I read the Bible a little each morning before I face the day. Prayer certainly helps me get focused and centered on the important things in life. Today I was in Psalms and I came across a highlighted passage that I wrote "Dec. 6, 2000" next to.
Psalm 27:13-14
"I would have lost heart, unless I had believed that I would see the goodness of the Lord in the land of the living. Wait on the Lord, be of good courage, and He shall strengthen your heart; Wait, I say, on the Lord!"
As I reread that passage my heart swelled with emotion as I remembered all that I was going through during 2000. I had just moved to England to pursue a Masters degree.
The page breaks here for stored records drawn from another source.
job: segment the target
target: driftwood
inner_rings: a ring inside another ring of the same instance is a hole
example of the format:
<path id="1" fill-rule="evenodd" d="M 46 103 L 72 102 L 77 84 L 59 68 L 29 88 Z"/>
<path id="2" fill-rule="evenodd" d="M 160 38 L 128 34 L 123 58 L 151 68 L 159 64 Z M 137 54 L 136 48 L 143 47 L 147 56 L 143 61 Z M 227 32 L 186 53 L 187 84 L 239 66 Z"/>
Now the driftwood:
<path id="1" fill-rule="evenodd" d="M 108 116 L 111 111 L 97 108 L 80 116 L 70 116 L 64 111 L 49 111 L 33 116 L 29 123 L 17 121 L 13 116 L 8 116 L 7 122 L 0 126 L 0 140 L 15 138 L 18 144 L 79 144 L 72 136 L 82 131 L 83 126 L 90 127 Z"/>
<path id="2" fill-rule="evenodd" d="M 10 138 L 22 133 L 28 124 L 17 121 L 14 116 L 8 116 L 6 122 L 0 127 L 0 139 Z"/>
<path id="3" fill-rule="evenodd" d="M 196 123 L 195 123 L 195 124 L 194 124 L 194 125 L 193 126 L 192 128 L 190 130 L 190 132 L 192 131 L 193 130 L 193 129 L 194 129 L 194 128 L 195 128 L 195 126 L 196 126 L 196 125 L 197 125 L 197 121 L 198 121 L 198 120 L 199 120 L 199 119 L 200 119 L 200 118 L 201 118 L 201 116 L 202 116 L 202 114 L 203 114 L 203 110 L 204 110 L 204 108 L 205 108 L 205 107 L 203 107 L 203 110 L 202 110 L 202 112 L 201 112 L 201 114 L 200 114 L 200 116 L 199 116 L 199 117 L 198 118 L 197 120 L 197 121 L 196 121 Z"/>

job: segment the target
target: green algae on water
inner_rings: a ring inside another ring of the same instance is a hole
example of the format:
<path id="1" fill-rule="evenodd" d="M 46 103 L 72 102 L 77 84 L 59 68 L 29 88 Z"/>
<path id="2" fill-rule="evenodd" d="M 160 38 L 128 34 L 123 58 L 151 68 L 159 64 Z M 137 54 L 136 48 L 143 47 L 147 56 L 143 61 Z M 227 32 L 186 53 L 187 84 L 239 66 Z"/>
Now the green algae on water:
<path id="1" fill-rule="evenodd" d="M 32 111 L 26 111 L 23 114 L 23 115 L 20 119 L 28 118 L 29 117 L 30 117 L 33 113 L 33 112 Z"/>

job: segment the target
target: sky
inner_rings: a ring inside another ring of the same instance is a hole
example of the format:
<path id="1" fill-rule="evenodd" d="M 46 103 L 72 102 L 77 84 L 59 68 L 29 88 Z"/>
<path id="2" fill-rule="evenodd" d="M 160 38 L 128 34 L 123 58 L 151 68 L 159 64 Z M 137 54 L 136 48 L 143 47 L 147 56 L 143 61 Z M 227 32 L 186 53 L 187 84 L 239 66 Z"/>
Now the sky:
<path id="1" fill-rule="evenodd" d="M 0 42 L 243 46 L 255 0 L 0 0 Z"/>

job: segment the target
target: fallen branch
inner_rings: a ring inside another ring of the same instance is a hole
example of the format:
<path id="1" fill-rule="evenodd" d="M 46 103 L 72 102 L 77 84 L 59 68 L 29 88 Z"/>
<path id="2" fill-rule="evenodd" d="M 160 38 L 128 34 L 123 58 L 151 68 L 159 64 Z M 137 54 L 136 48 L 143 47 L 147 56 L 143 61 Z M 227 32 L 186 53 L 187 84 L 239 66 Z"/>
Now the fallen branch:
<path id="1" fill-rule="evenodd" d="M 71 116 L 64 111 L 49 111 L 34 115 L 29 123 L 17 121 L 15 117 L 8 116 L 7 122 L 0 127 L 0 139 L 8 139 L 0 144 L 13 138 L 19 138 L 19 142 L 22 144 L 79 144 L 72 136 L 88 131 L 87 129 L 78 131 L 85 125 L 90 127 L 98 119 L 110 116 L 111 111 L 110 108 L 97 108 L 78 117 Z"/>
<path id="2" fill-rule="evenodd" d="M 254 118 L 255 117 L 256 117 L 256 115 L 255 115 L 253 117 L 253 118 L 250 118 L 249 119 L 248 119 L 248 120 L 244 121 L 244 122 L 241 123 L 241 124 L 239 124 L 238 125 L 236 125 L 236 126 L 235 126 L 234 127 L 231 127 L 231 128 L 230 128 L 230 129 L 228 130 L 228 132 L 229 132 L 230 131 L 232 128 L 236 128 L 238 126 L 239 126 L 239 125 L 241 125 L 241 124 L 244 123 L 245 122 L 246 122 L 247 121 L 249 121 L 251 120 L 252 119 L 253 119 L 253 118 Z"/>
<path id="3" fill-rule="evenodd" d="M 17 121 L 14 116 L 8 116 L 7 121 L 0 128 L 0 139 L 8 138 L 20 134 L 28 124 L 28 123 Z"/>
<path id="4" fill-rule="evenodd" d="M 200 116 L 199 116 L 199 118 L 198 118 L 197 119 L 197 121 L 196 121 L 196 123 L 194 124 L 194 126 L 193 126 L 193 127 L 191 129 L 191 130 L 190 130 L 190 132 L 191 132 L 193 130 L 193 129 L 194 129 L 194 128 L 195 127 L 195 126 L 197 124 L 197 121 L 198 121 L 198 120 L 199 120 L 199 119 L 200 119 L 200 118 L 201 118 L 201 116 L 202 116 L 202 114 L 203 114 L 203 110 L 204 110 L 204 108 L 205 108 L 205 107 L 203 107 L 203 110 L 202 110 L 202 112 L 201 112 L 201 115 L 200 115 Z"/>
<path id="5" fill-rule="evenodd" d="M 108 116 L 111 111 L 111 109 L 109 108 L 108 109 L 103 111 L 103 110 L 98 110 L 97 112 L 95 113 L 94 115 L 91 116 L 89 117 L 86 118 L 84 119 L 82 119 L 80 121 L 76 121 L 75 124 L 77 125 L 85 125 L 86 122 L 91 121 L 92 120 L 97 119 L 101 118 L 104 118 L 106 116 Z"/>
Before leaving the States I pretty much gave away all my supplies and emptied out my
studio. Choosing a life of working in a museum instead of being a full-time artist (a gal's got to eat after all). I knew going to England was what I was supposed to be doing; I had prayed about it a lot and I knew it was time to move out of my comfort zone. In Missouri I had a great job in a gallery, great friends, and a great church. In England I felt lonely, cold, broke, and listless because I didn't have any space to create artwork. Over time I made friends, did some artwork, traveled, completed my program and headed back to America with high hopes of landing that cushy job in a Museum.
Because of Sept. 11th there were a lot of cutbacks in the arts and people were really holding on to their jobs. I applied for anything related to my field but just couldn't break in. I was living for free with a friend (and wearing out my welcome), driving my mom's car (she needed it back), selling donuts in the mornings, selling burgers at Sonic in the evenings, and donating my plasma three times a week just to make ends meet. Things seemed bleak but I would go back to that Psalm..."Wait, I say, on the Lord".
I was so stressed out I didn't even have the creative energy or space to do any artwork...this left me feeling even further away from myself. It was a hard time for me. I kept thinking, "God, where are you? Have I missed Your guidance here".
It got worse! I ended up joining the Army to at least pay for my student loans and get a steady paycheck. The Army was tough but I learned a lot about myself, achieved my goal of paying off my student loans, and even met my husband.
Today, as I read that Psalm I can honestly say that yes indeed, God has had His hand in it all, guiding me and ordering my steps. He has been faithful. I can trust Him when His word says to be of good courage. This is a true testament -- I do see the goodness of the Lord in the land of the living. My time is now. He has answered my prayers beyond measure. He has given me more than I could have dreamed at the time of Dec. 6, 2000. I have a huge studio, all the supplies I need, an awesome apartment to live in with my wonderfully supportive husband, opportunities to show my work, fellow artist friends at ACME, I'm debt free and living the life of a full-time artist. Wow, God is so good.